SOUVIENS-TOI
SOUVIENS-TOI
La mémoire vivante de la grâce
Mercredi 15
octobre 2025
Semaine 3 : Mémoriaux de la
grâce
Thème général : Leçons de foi
tirées du livre de Josué.
« Vous
leur direz que les eaux du Jourdain se sont arrêtées devant l'arche de
l'alliance de l'Éternel. [...] Ces pierres seront pour toujours un souvenir
pour les enfants d'Israël » (Josué 4:7 ).

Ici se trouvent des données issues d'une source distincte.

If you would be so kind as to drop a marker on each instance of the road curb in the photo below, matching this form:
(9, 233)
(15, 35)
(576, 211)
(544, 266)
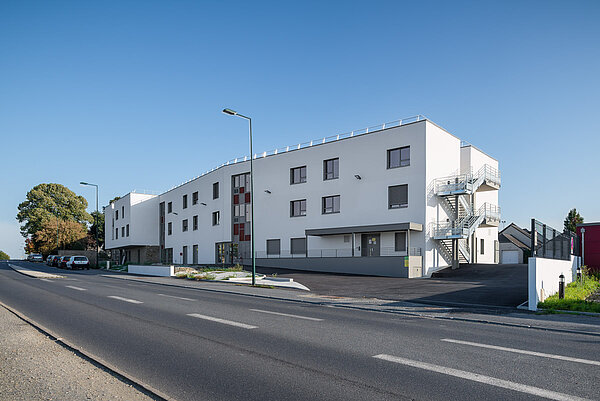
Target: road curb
(363, 308)
(95, 360)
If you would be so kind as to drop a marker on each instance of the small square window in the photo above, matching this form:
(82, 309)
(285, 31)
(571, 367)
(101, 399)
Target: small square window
(399, 157)
(298, 208)
(331, 169)
(298, 175)
(331, 204)
(273, 247)
(398, 196)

Introduction – Les pierres de notre
mémoire
Nous
avons tous, dans nos vies, des objets ou des lieux qui condensent notre
histoire - des « pierres du souvenir »
qui parlent à notre mémoire autant qu’à notre cœur. Une photo fanée, une
lettre, un portrait suspendu au mur, une Bible marquée d’annotations : autant
de témoins silencieux qui nous relient à ce que nous avons été, à ceux qui nous
ont façonnés, à Celui qui nous a conduits. Ces repères visibles racontent notre
identité et gardent vivante la mémoire des gestes de fidélité de Dieu.
C’est
ce que Dieu ordonna à Israël de faire au bord du Jourdain. Lorsque les douze
tribus eurent traversé le fleuve à pied sec, Josué leur commanda de prendre
douze pierres du lit même du fleuve, là où les prêtres avaient porté l’arche de
l’alliance (Josué 4:1-3). Ces pierres, portées sur les épaules des hommes,
devinrent un
signe tangible de la délivrance divine. Le peuple venait
d’expérimenter un nouveau passage, une seconde traversée, après la mer Rouge.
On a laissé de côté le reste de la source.